Using a continuously variable transmission (C.V.), energy is recovered from the drive train during braking and stored in a flywheel. This stored energy is then used during acceleration by altering the ratio of the C.V.. In motor sports applications this energy is used to improve acceleration rather than reduce carbon dioxide emissions-?although the same technology can be applied to road cars to improve fuel efficiency. 1. 55 Flywheel energy storage systems are widely used in space, hybrid vehicles, military field and power quality. Space station, satellites, aircraft are the main application field in space.
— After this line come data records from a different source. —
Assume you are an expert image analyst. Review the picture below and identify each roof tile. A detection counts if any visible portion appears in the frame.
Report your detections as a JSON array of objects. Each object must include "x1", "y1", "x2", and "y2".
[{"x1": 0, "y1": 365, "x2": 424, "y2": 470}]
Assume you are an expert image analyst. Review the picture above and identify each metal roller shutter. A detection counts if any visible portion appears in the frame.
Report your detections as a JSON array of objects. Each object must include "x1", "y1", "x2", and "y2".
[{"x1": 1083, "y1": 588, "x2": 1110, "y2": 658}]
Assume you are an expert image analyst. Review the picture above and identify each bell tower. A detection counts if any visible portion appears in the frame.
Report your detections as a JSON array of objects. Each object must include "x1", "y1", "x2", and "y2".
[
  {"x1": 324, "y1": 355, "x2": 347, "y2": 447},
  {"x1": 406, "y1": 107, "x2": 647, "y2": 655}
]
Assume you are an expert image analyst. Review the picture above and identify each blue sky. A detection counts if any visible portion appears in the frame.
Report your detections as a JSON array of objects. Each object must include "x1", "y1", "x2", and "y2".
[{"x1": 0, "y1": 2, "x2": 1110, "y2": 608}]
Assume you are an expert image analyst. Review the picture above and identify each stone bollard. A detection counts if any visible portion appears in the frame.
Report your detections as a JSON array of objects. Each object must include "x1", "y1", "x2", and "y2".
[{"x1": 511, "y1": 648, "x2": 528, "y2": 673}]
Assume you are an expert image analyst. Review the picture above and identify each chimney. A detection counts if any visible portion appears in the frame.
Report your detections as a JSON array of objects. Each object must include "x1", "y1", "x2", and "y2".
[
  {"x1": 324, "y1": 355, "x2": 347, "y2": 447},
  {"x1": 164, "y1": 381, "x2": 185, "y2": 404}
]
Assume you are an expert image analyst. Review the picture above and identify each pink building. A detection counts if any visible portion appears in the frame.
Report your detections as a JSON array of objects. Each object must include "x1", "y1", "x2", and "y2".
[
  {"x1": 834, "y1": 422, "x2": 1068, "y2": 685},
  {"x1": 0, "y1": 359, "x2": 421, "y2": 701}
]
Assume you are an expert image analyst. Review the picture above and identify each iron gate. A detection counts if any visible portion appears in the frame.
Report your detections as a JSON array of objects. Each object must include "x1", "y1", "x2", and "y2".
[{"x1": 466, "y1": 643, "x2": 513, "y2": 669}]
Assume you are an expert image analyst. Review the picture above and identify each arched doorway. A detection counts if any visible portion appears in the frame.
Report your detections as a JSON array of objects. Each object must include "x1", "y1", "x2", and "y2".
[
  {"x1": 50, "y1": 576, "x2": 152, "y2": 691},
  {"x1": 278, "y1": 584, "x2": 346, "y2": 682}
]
In these fields, flywheel systems function as energy storage and attitude control. For the applications in hybrid vehicles and military field, flywheel systems are mostly used to provide pulse power. But for power quality application, flywheel systems are widely used in USPS, to offer functions of uninterruptible power and voltage control. Xvi Figure 1. 2 Applications of Flywheel Energy Storage System Figure 3 shows an example of NASA on the FESS development. The blue arrows represent energy storage combined with attitude control, which mostly used in space stations, satellites, and so on.
Red arrow represents pulse power, which are used in aircrafts, combat vehicles and hybrid electric vehicles. Green arrow represents uninterruptible power & voltage control, which is used in UPS, aircraft launch and utility peaking. From the figure, we can see that Anna’s near term researches on flywheel are mostly concentrated on space applications, but the far term researches are turning to industry applications gradually.